Large Scale Similarity Queries for Geocoding

Data often have an implicit spatial aspect (e.g., a restaurant has a location even if the location is not stored in the database). Enriching data with explicit spatial references, called geocoding, adds value to the data and allows users to apply new interaction patterns, for example, visualizing the data on a map. In order to introduce spatial references into a data set, non-spatial attributes must be used to link the non-geocoded data to preexisting geocoded data, i.e., a join must be computed. Since in geocoding the joined datasets often originate from different sources, there may be no common key value.

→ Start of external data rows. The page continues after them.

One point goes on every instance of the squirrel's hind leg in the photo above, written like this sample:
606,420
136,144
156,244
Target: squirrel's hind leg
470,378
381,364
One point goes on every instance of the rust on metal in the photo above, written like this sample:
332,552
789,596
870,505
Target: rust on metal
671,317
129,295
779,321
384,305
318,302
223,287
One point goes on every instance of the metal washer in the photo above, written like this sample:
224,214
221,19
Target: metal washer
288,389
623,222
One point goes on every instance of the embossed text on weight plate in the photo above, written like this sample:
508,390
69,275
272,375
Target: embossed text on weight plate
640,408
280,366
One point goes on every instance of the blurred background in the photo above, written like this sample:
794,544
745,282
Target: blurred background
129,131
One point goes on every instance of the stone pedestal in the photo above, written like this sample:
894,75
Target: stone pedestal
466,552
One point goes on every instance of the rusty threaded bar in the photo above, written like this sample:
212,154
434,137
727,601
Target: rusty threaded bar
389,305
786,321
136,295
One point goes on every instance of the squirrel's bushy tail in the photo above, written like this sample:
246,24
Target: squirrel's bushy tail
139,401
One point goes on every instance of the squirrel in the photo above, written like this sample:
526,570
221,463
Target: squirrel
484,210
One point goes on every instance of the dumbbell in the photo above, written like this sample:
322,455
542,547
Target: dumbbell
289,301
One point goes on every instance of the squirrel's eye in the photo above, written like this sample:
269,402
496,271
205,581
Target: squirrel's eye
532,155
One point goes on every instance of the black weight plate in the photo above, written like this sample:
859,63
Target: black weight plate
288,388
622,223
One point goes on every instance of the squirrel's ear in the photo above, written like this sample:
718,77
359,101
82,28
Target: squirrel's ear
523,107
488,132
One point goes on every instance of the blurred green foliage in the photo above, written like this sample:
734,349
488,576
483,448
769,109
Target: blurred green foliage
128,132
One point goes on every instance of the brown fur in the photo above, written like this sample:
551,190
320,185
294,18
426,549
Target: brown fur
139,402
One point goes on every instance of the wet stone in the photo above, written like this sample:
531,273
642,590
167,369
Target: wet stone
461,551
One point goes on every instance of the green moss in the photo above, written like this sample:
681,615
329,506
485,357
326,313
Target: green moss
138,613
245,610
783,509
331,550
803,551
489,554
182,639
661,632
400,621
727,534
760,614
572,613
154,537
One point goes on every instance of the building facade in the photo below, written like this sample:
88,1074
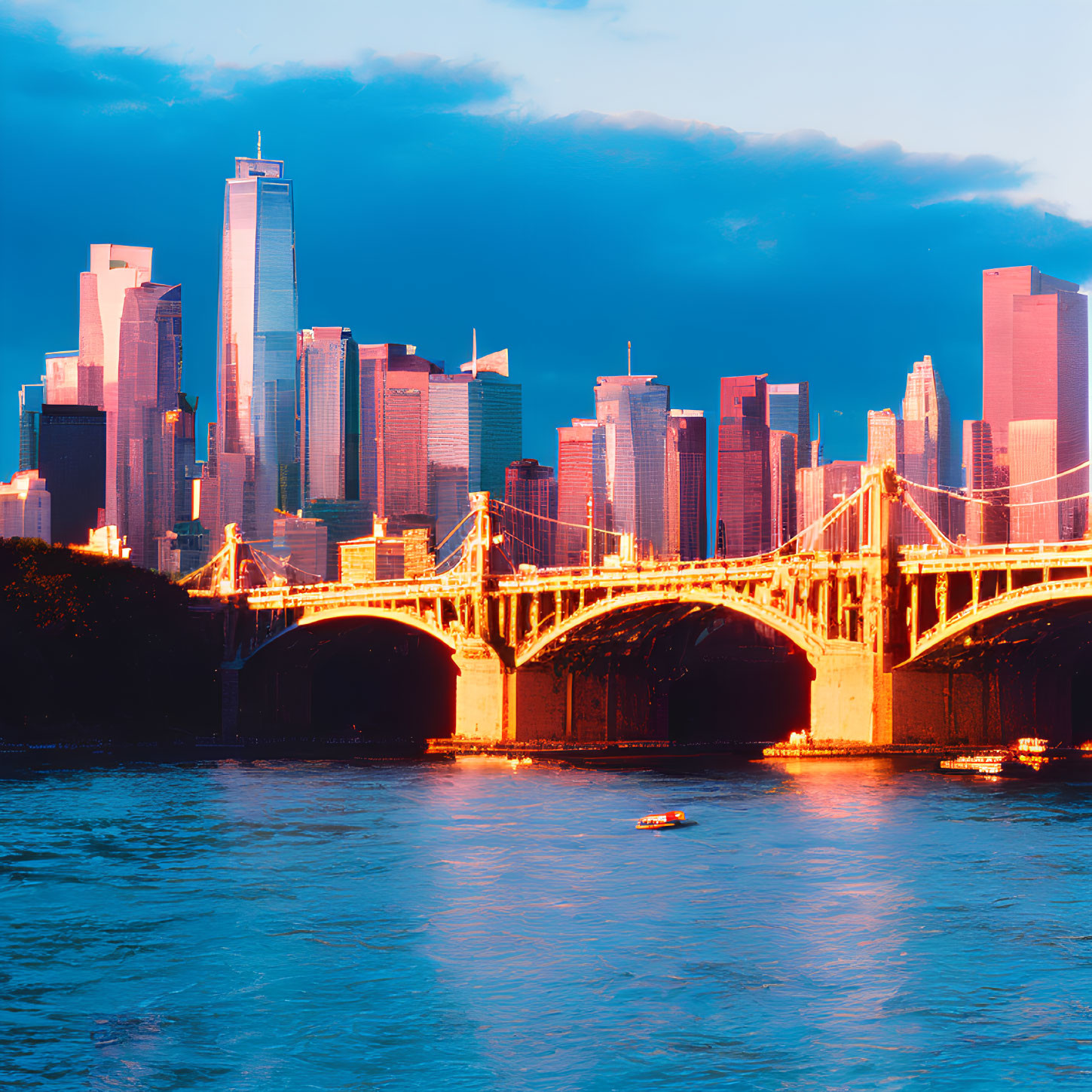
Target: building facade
255,352
743,467
72,461
114,271
530,518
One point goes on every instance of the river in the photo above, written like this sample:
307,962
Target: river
473,925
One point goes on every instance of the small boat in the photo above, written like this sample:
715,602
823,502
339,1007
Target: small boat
665,821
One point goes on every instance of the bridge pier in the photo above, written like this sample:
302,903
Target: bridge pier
851,696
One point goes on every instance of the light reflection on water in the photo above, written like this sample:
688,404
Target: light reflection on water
827,924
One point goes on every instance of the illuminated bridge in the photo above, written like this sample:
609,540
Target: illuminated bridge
936,644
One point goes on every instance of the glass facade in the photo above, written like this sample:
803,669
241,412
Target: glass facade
783,459
330,414
150,367
529,523
788,411
255,362
583,473
112,271
634,413
685,531
31,399
743,479
72,460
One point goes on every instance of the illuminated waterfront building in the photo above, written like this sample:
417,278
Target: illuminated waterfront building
255,352
530,531
1034,350
685,531
404,439
24,507
476,430
790,411
819,491
31,399
634,413
114,271
329,414
926,437
583,474
72,460
987,521
743,467
783,460
71,382
150,362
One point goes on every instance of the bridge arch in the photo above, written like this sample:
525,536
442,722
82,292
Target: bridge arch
352,675
766,615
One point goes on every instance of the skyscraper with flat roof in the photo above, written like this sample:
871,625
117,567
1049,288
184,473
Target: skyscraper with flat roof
72,460
583,474
329,414
150,369
112,271
1034,354
743,467
634,411
686,535
788,411
255,352
530,518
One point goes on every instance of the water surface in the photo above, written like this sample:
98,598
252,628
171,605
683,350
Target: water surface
283,926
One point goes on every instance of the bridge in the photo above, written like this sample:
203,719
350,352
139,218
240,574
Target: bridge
870,642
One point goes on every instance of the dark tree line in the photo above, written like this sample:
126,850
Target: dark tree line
96,649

Then computing the join is challenging: exact join conditions (which are efficient and well studied) will fail since data items that represent the same real world object may differ, e.g., due to spelling mistakes or different coding conventions.

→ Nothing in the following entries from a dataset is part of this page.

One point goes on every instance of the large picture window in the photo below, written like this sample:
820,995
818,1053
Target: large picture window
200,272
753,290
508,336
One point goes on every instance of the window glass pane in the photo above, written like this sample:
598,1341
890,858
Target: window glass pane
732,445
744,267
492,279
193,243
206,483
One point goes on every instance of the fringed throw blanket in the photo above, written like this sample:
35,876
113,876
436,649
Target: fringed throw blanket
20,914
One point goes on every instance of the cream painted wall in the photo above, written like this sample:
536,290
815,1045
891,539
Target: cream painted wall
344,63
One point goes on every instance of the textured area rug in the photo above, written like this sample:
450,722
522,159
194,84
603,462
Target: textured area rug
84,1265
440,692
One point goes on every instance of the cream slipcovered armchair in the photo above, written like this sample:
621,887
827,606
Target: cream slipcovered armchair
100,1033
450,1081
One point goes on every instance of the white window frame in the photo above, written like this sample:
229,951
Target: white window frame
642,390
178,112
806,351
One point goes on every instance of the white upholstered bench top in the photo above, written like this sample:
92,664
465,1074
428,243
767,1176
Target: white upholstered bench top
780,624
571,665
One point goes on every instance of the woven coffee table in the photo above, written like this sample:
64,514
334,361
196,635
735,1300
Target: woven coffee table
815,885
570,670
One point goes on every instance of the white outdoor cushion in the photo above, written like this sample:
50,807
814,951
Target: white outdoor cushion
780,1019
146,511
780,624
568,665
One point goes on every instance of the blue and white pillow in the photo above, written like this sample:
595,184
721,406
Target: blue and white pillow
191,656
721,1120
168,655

The goal of this PhD project is to advance the state of the art in processing similarity queries on large data volumes and the integration of similarity joins into GIS-enabled relational database systems like PostGIS or Oracle Spatial. Building advanced support for similarity queries into relational database systems has been an active research topic in recent years. New query primitives and algorithms that are integrated into the kernel of the database system allow users to conveniently execute queries that involve a mixture of similarity predicates, spatial predicates, and (traditional) exact predicates, thus greatly enhancing the query capabilities of the system. In addition to the conceptual development of new query primitives, new algorithms must be designed and implemented. The integration of new operators into database systems requires cardinality and cost estimates, reordering rules with other operators, and memory-aware techniques. The outcome of this PhD project are new relational operators that advance the geocoding capabilities of existing systems as well as a prototype implementation in PostgreSQL.